HOŞ GÖRMÜYORSAN LOŞ BİR YAŞAM SÜRÜYORSUNDUR.
Ne kadar dağınık bir yazı oldu.Ordan burdan.O kadar uzun bir yazı var ki beynimin kıvrımlarında gezinen oraya kayıtlı buraya kayıtsız.Kafamın içi bebek bulamacı.Vıcık vıcık.Oradaki harflerden yakaladığım temel kavramlar..
BİRLİK OLMAK.YARGILAMAMAK.YADIRGAMAMAK.SAMİMİYET.SAHİCİLİK.İYİ NİYET.VE ERDEMLER...

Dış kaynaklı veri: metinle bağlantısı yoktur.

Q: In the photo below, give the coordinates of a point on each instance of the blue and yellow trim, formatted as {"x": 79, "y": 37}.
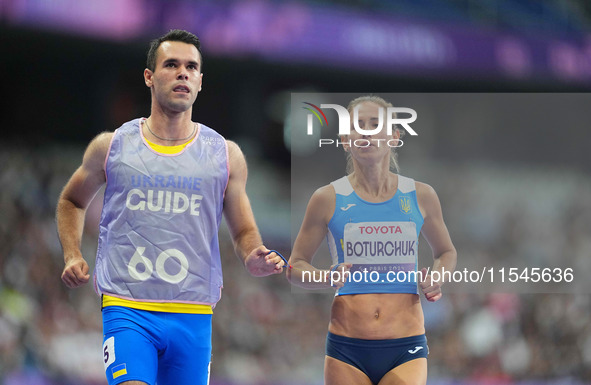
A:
{"x": 168, "y": 307}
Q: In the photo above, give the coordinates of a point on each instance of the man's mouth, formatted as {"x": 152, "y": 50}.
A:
{"x": 181, "y": 89}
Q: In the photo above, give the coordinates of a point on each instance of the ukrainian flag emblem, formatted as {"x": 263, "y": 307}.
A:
{"x": 119, "y": 370}
{"x": 405, "y": 205}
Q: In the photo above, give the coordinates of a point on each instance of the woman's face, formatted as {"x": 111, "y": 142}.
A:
{"x": 367, "y": 148}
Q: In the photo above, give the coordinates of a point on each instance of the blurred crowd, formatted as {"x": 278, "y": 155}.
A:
{"x": 265, "y": 333}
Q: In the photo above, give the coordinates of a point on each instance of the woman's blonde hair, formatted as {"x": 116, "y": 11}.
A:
{"x": 381, "y": 102}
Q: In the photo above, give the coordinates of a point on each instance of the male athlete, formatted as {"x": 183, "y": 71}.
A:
{"x": 158, "y": 267}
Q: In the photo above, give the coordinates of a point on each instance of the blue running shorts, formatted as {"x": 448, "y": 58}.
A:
{"x": 150, "y": 346}
{"x": 375, "y": 358}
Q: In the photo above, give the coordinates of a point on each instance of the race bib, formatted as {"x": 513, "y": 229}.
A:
{"x": 381, "y": 243}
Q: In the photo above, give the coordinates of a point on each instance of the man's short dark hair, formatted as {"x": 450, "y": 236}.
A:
{"x": 172, "y": 35}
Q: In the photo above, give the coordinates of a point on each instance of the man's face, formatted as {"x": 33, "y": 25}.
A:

Eğitim sistemine matematik,fen,sosyal...den önce bencilliği öldüren,erdemleri güçlendiren hoşgörüyü aşılayan dersler konulmalı sanki.Yoksa bu çocuklar bu kavramları kaybedecek..Kimisi çılgın bir yarışın içinde,kimisi boşluğun içinde yitip gidecek..Yeni nesillerin kurduğu bir dünya ürkütücü bilimkurgu filmlerine mi benzeyecek.Öyle mekanik,öyle duygusuz,öyle hep banacı.